Employment is now strongly regulated. Employers need to provide detailed statements of “Written particulars of employment” otherwise known as “Contracts of Employment”.
While it may seem onerous to provide these, there are immense benefits if it ever comes to a dispute. Even more so if there is an Employment Tribunal claim. Furthermore, employees should have (from April 2020) written details on the day they start work.
Include the following in writing:
- names of employer and employee (and for practical purposes their addresses)
- date when employment began
- date when continuous employment began (which can be different if the employee transferred from another employer)
- where the employment is temporary, how long it is likely to last, or the termination date for a fixed-term contract
- probationary period, if applicable.
- scale or rate of remuneration or method of calculation
- intervals at which remuneration is paid
- any training provided
- detail of other benefits provided (from April 2020)

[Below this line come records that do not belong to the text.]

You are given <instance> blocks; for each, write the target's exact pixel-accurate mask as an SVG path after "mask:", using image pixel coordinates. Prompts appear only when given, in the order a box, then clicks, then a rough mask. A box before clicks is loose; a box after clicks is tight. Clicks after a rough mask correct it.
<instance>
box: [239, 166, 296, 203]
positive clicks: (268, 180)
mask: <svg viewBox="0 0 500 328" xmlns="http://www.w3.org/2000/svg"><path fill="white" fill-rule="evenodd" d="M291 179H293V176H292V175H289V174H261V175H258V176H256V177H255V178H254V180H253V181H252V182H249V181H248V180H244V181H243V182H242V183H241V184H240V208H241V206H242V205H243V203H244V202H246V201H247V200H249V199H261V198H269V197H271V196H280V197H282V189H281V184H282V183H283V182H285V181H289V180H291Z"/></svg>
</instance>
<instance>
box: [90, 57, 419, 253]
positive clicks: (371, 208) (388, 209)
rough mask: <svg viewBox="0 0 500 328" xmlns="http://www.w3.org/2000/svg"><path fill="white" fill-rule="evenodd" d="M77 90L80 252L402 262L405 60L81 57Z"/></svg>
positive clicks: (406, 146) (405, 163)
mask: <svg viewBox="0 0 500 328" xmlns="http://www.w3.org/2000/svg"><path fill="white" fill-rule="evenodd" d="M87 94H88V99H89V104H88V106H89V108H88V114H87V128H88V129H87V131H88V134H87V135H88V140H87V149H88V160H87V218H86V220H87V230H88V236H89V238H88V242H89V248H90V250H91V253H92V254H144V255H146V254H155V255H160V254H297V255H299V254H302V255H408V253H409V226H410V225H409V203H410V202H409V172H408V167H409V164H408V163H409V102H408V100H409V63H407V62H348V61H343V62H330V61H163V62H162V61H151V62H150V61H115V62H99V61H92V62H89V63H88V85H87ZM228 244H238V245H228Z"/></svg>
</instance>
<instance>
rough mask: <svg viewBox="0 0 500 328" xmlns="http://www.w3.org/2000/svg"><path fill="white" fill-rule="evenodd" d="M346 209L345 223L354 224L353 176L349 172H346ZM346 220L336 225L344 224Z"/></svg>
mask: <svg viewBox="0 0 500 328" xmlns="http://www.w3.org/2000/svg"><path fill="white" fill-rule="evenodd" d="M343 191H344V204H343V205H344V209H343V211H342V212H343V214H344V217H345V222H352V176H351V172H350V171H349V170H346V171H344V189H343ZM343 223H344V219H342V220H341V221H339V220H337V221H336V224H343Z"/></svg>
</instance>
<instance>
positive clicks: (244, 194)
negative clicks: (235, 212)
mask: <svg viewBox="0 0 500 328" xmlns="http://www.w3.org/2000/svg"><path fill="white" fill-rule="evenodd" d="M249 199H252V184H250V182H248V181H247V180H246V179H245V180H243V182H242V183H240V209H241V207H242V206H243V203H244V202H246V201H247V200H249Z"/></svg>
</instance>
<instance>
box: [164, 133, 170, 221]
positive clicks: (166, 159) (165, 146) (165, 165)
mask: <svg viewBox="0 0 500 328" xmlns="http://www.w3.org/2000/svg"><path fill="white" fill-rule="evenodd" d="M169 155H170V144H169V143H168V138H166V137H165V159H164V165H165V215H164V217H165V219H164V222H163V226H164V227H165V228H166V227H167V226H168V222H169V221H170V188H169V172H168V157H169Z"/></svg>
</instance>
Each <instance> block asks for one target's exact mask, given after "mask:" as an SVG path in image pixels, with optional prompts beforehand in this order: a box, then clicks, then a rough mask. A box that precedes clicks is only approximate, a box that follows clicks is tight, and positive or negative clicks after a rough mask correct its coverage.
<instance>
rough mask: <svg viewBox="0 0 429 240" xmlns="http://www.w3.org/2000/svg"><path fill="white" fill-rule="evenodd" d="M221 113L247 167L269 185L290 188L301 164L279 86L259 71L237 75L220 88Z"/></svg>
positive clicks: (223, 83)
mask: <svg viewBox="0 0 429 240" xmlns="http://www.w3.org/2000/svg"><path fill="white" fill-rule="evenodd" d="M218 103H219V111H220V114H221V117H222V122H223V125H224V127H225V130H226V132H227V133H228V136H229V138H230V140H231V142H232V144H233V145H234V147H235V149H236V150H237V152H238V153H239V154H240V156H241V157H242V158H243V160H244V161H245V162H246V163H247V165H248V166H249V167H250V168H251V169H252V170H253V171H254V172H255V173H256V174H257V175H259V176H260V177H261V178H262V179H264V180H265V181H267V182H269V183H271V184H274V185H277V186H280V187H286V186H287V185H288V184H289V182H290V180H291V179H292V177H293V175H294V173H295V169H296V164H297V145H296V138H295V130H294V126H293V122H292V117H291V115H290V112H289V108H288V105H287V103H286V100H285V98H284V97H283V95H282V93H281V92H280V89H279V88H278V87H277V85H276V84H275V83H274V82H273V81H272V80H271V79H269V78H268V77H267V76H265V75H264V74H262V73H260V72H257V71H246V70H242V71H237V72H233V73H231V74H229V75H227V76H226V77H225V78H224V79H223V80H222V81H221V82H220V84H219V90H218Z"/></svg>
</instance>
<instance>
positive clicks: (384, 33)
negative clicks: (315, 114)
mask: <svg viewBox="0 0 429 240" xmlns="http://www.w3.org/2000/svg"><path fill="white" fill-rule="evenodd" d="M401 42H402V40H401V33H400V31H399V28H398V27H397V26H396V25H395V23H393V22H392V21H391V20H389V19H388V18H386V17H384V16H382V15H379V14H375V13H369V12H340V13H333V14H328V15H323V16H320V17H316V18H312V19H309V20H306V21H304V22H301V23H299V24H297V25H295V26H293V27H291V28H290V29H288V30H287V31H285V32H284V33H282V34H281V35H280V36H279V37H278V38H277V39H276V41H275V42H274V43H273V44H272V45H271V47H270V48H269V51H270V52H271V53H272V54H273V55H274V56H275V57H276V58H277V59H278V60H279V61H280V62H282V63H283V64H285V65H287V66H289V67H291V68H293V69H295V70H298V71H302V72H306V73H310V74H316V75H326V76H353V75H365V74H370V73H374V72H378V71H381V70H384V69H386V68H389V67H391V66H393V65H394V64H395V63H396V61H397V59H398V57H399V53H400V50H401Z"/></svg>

- terms and conditions relating to hours of work (from April 2020 some specific details are required)
- holidays (including accruing holiday pay)
- any other paid leave (from April 2020)
- job title
- place of work.
- terms relating to injury, sickness and sick pay
- pensions and pension schemes
- period of notice each party must give to terminate the contract
- collective agreements which directly affect terms and conditions
- disciplinary rules and steps in the disciplinary and grievance procedures, specifying the people with whom, and how, an employee can raise a grievance or appeal if dissatisfied with a disciplinary decision.
- certain additional details are also required for employees sent to work outside the UK for more than one month.
It is wise for employers to also include other optional details (to their benefit), such as Garden Leave, Confidentiality, restraint on work for others, or damages for leaving without notice, etc.